Черепанов заметил, как напряглась женщина. Хотя на лице ее по-прежнему сияла улыбка. Следовало вмешаться.
– Великолепные музыканты у тебя, владыка,[64]– польстил наместнику Геннадий, хотя единственная здешняя музыка, в которой он разбирался, – это трубные звуки боевых флейт и буккин.
– О да!
Наместник посмотрел в сторону эстрады, где, возвышаясь над головами гостей, наяривал на лирах, барабанах и прочих инструментах праздничный оркестр. На первом плане изгибалась и перебирала стройными ножками темнокожая танцовщица в одежде из разноцветных лент. Вот ее голосок Черепанов послушал бы с удовольствием. Наедине. Кстати, почему бы и нет? Надо только намекнуть об этом ее хозяину…
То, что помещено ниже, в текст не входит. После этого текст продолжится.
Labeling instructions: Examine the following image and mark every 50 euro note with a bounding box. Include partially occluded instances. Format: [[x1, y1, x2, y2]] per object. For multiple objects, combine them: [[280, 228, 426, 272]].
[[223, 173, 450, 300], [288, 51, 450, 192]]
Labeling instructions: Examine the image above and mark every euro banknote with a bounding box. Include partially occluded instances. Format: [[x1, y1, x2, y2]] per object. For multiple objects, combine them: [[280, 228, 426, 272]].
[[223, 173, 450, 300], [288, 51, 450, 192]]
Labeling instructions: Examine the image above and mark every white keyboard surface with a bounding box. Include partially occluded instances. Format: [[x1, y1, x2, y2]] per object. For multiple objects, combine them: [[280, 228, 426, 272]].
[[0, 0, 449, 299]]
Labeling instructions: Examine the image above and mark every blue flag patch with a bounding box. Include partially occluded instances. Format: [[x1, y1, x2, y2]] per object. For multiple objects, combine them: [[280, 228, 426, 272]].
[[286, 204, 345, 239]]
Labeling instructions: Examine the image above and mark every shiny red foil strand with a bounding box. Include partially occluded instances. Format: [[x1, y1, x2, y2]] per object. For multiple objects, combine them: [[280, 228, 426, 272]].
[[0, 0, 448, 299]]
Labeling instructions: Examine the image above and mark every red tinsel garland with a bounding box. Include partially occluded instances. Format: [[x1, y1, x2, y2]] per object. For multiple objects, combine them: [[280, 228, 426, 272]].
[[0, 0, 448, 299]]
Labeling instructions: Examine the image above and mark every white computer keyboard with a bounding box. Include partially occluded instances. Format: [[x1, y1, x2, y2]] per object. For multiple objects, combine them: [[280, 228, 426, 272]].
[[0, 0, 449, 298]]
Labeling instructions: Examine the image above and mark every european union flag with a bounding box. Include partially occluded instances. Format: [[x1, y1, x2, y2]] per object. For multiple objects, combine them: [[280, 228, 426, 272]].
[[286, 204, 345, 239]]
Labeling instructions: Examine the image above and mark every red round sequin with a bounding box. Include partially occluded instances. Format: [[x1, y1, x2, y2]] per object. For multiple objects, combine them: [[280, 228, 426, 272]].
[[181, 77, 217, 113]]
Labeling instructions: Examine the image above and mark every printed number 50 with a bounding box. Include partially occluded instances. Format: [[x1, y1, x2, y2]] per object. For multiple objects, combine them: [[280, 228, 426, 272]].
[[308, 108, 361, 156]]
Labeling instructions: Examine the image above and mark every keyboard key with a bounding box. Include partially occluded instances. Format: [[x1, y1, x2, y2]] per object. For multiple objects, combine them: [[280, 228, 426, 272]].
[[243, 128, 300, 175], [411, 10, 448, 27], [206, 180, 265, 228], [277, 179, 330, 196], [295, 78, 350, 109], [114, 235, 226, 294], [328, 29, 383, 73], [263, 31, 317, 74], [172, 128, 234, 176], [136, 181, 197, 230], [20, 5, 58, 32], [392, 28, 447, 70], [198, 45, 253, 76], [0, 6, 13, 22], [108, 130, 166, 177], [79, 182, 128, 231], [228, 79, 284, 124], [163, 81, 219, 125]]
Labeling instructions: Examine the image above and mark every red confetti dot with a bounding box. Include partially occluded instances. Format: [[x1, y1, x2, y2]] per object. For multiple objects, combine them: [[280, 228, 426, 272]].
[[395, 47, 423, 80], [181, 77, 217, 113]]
Наместник удалился – приветствовать кого-то длинного и лохматого, в сенаторской тоге. Философа из благородных, вероятно. А спустя четверть часа гостей пригласили к трапезе.
Черепанову и его спутникам было отведено почетное место: за одним столом с хозяином. Геннадию – поближе, Коршунову с Анастасией – подальше. Всего же столов было не менее дюжины.
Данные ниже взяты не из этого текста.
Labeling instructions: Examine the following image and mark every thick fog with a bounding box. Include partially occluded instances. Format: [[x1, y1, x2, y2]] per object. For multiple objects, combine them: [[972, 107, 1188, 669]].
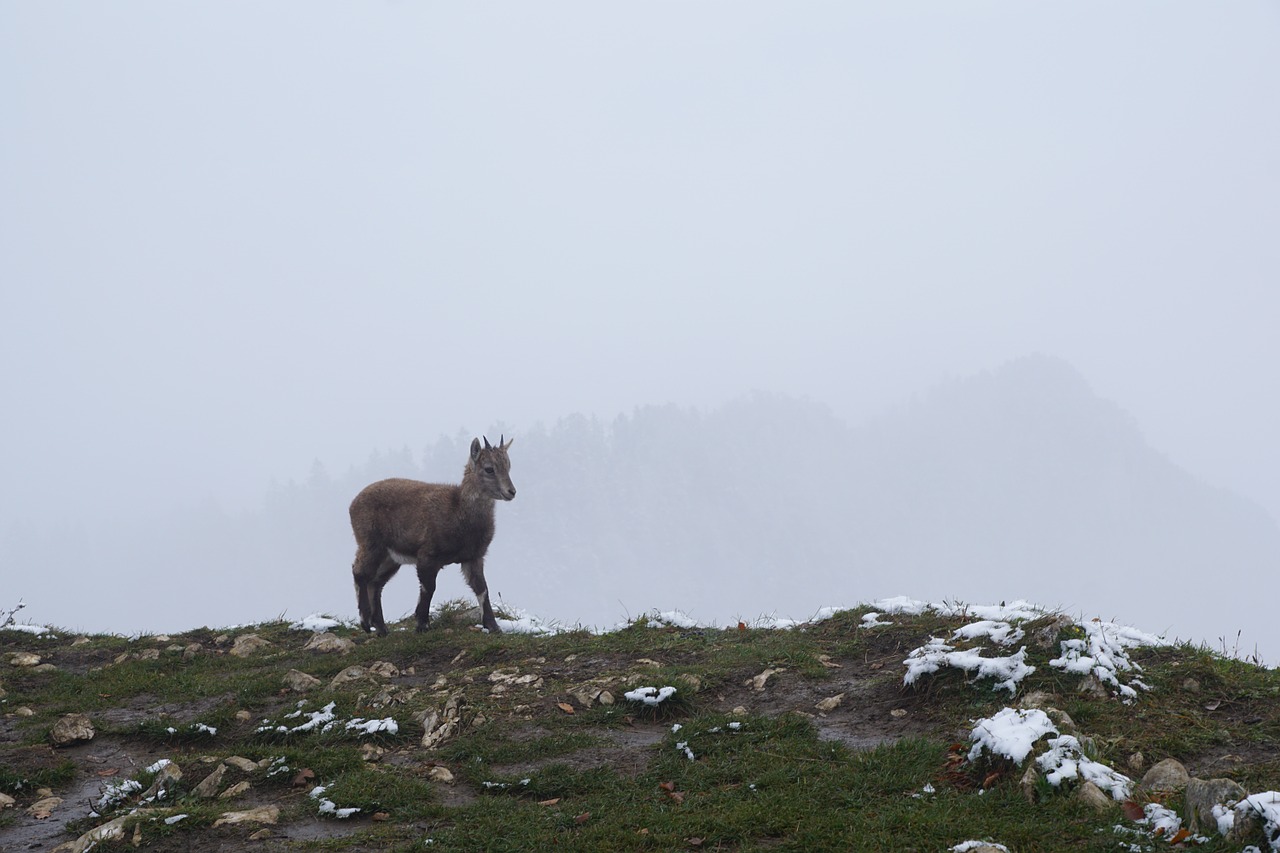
[[0, 0, 1280, 665]]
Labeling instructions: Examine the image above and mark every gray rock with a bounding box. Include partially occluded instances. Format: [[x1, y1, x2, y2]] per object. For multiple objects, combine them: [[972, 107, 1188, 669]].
[[49, 713, 97, 747], [1138, 758, 1192, 792], [302, 631, 356, 654], [191, 765, 227, 799], [1075, 783, 1116, 812], [141, 762, 182, 802], [329, 665, 372, 690], [1187, 779, 1249, 835], [229, 634, 274, 657], [284, 670, 320, 693]]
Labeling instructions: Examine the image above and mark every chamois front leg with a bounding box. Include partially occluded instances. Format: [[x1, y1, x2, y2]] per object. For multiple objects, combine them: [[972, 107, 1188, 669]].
[[351, 548, 399, 637], [462, 557, 502, 634], [413, 562, 443, 633]]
– Вероятно, такой праздник обходится недешево, – заметил Черепанов.
– Естестственно, – ответил наместник. – Но этот праздник оплачивает не городская казна, а вот он. – Сенатор кивнул на возлежавшего напротив верховного жреца бога Меркурия. Жрец уже накушался и задремал – у него был сегодня трудный день. – Расскажи, доблестный Геннадий, что происходит в армии? Они более не ропщут?
– Не могу тебе сказать касательно всей армии, но моим легионерам роптать некогда. Мой принцип прост: солдат должен быть сыт, обмундирован и постоянно занят делом. Разумеется, и жалованье он должен получать в срок. А если у солдата остаются силы роптать, значит, кентурион мало его гоняет. В моей когорте таких кентурионов нет. Да и во всей армии Максимина – тоже.
– Армии Максимина? – нахмурился наместник.
– Он ею командует. Разумеется, верность легионов принадлежит богоравному императору Александру.
– Так ли это? Император, насколько я слышал, не сомневается в верности своих азиатских легионов, а здесь…
– Здесь, владыка, дела обстоят так же! – отчеканил Черепанов. – Легионы преданы командующему, а командующий верен августам! Как и все мы.
Черепанов положил правую руку так, чтобы был заметен профиль императора на золотом перстне, украшавшем его безымянный палец. Перстень этот был вручен ему год назад самим Августом – в знак особого доверия. Носитель такого перстня мог лично обращаться к повелителю Рима.
Если наместник и мог прежде не обратить внимания на этот перстень, то теперь он заметил его наверняка.
– Надеюсь, ты прав, принцепс, – сказал Туллий Менофил. – Ведь ты один из немногих армейских командиров, пользующихся расположением и фракийца, и Рима. И понимаешь, чье расположение важнее, не так ли?
– Я всего лишь принцепс, – дипломатично ответил подполковник. – И я понимаю (тут он понизил голос), что армия остается армией, даже если у нее вдруг появляется другой командующий.
Наместник положил в рот ломтик копченого угря, запил вином…
– Ты понимаешь меня, – сказал он. – В сенате многие считают: не дело ставить на важные должности неримлян. Но так считают не все. Империи нужна свежая кровь, чтобы вернулись времена Траяна и Юлия. Держись правильной стороны, принцепс, и мы обеспечим твою карьеру.